Adam W Carrico Michael H Antoni Lawrence Young and Jack M Gorman

Because of the many the stressors inherent in HIV infection, psychosocial and biomedical issues must be addressed for successful disease management (Schnei-derman et al., 1994). The anticipation and impact of HIV antibody test notification; emergence of the first symptoms of disease; changes in vocational plans, lifestyle behaviors, and interpersonal relationships; and the burdens of complex medication regimens are all highly stressful. These multiple challenges can create a state of chronic stress that may overwhelm an individual's coping resources and significantly impair emotional adjustment to ongoing demands of the illness (Leserman et al., 2000). Accordingly, HIV-positive individuals are at increased risk for developing an affective or adjustment disorder across the disease spectrum (Bing et al., 2001). Although reductions in mood disturbance have been observed following the introduction of highly active anti-retroviral therapy (HAART; Rabkin et al., 2000), the risk of developing major depressive disorder is two times higher in HIV-positive samples when compared to HIV-negative peers (Ciesla and Roberts, 2001; see also Chapters 4 and 9 in this volume).

With substantial reductions in morbidity and mortality following the advent of HAART, clinical care of HIV-positive persons has improved dramatically such that the disease is now commonly conceptualized as a chronic illness (CDC, 1997;Mannheimeretal., 2005). However, not all HIV-positive patients treated with HAART display adequate viral suppression because of the difficulties some patients have adhering to treatment and the emergence of drug-resistant strains of the virus (Bangsbergetal., 2001;Tamalet etal., 2003). Questions also remain regarding the appropriate time to initiate HAART in HIV-positive patients. Variability in the extent of immune reconstitution, an increased incidence of opportunistic infections in the months following initiation, and profound drug-related toxicities have all been reported (Ledergerber et al., 1999; Lederman and Valdez, 2000; Volberding, 2003; Yeni et al., 2004). These issues perpetuate the great uncertainty that surrounds this chronic, albeit unpredictable, disease.

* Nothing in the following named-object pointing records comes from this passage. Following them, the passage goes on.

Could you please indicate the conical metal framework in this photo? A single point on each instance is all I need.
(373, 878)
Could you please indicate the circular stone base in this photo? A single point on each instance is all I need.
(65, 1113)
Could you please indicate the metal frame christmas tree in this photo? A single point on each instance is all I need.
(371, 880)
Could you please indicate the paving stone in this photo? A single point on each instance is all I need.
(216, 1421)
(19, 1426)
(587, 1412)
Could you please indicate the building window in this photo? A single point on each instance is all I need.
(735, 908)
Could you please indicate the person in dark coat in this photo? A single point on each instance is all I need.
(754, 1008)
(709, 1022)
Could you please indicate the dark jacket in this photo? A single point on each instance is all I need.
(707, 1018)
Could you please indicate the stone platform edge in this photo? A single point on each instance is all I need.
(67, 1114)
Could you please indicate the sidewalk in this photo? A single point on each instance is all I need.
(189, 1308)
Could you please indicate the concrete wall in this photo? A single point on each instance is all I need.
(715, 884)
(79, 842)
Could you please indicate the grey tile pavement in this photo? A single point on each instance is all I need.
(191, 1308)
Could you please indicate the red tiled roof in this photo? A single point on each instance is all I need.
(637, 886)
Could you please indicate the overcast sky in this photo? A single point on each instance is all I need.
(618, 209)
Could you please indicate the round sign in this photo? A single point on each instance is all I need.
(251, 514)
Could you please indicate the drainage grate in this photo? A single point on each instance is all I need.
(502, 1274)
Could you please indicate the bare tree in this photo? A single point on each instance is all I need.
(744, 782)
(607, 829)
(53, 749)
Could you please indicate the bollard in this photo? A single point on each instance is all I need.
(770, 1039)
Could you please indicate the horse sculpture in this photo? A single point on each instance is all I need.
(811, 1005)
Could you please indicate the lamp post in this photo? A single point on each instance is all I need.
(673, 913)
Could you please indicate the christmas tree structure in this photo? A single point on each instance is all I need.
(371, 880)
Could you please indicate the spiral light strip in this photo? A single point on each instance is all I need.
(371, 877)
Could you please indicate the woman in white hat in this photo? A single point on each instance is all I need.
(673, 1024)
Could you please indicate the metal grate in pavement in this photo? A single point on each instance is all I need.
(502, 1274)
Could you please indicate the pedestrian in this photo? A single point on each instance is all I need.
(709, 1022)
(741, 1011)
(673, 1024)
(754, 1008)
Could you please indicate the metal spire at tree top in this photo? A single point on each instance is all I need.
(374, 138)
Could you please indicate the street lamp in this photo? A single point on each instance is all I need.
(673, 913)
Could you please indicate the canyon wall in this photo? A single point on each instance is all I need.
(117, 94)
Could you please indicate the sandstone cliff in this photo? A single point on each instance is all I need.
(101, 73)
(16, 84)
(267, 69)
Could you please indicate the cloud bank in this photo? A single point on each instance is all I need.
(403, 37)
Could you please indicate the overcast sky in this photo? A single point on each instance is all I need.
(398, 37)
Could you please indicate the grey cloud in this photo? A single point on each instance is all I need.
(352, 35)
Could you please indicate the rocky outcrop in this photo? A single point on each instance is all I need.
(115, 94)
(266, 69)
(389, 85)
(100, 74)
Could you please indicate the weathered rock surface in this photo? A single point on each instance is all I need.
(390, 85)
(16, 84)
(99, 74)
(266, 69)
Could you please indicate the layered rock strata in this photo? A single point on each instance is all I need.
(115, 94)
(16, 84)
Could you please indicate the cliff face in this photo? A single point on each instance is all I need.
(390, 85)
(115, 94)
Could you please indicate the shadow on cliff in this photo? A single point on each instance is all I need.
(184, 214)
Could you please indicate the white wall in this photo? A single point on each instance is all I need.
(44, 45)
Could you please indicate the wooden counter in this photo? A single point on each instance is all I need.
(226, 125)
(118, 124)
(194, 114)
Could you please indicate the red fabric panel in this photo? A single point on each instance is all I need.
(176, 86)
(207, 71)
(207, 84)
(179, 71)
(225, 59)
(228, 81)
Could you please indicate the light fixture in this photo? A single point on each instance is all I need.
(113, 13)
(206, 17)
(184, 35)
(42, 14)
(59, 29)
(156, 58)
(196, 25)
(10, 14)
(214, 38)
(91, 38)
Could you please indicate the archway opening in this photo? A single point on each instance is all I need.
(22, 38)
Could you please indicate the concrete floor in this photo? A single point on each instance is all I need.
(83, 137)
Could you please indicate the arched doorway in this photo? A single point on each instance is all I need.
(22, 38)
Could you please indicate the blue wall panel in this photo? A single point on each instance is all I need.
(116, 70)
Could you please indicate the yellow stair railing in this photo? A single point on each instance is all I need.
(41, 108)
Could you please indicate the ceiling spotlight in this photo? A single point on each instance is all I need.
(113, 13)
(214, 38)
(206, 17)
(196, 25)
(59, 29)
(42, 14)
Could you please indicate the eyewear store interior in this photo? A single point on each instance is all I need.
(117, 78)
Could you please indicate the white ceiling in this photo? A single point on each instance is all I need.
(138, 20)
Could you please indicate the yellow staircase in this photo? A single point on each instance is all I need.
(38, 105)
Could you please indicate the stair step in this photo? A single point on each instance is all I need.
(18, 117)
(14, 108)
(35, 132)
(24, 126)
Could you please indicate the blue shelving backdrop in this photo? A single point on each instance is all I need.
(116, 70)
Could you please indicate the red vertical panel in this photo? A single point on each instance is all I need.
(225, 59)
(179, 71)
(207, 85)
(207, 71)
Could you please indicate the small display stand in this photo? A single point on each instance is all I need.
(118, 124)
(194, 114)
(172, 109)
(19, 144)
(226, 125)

Because HIV-positive persons endure a chronic disease that requires adaptation across a variety of domains, individual differences in the ways they adapt to these challenges may affect not only quality of life but also disease processes. Research in psychoneuro-immunology (PNI) has examined the potential bio-behavioral mechanisms whereby psychosocial factors such as stressors, stress responses, coping, and negative affective states influence disease progression (Antoni, 2003a). Psychosocial factors are thought to relate to immune-system function in humans via stress- or distress-induced changes in hormonal regulatory systems (Kiecolt-Glaser et al., 2002). Several adrenal hormones, including cortisol and catecholamines (norepinephrine and epinephrine), are altered as a function of an individual's appraisals of and coping responses to stressors (McEwen, 1998). What is particularly relevant to HIV/AIDS research is the observation that a variety of neuroendocrine abnormalities occur in both clinically depressed (Gillespie and Nemeroff, 2005) and HIV-positive (Kawa and Thompson, 1996) populations. In HIV-positive persons, elevations in these hormones have also been associated with alterations in multiple indices of immune status (Antoni and Schneiderman, 1998). The most definitive PNI work has illuminated such biobehavioral mechanisms through longitudinal and intervention designs where changes in psychosocial factors are mapped onto changes in immunologic indicators and clinical disease progression over time in different HIV-positive populations. In this chapter, we review seminal research findings that support the relevance of PNI pathways in HIV disease progression. Although the majority of PNI investigations with HIV-positive persons were conducted prior to the availability of HAART, more recent findings indicate that enhanced psychological adjustment may facilitate virologic control and bolster immunocompetence, enhancing the effectiveness of HAART.